Another major goof up which this government might be remembered for during its first year in office was concerning the BJP’s position on black money. Supreme Court advocate Ram Jethmalani was not at all happy with Finance Minister Arun Jaitley refusing to name black money account holders. This earned the BJP the dubious accolade of being a “U-turn Sarkaar” but the brickbats got more severe with Amit Shah’s description of Narendra Modi’s poll promise of depositing Rs 15 lakh in the bank account of every Indian family after bringing back black money stashed abroad as a “chunavi juml”a or poll gimmick.
The BJP with a majority of its own should try and utilize these five years to prove why it’s a party with a difference which can only be done by providing world class governance facilities to the people of this country.
Considering the massive mandate which this government possesses, it would be foolish to believe that the BJP would not complete its tenure in office. If the hapless UPA government under Dr Manmohan Singh can remain in power for ten years then the BJP can be expected to easily survive five years in office with a Prime Minister who is a naturally gifted orator and communicator.

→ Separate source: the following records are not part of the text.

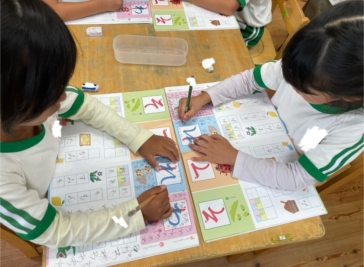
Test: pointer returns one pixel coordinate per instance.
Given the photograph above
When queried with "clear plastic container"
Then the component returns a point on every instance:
(136, 49)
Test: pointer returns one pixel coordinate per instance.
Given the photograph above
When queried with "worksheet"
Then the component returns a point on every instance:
(95, 171)
(182, 15)
(226, 206)
(132, 11)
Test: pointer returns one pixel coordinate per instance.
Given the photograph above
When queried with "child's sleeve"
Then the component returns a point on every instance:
(268, 75)
(286, 176)
(34, 219)
(341, 146)
(81, 106)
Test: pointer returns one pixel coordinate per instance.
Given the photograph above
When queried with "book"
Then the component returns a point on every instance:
(226, 206)
(166, 15)
(95, 171)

However, the challenge for the BJP lies not in occupying office as it was in the case of the politically fragile Congress led UPA. The BJP with a majority of its own should try and utilize these five years to prove why it’s a party with a difference which can only be done by providing world class governance facilities to the people of this country. Simultaneously the central government has to nurture an environment of pluralism and harmony where minorities are not threatened and intimidated. Very importantly, the government also has to protect the right to free speech of the citizens of this country as long as they do not transgress the reasonable restrictions in regards to the same.
The views expressed above are author’s own and do not represent this organization.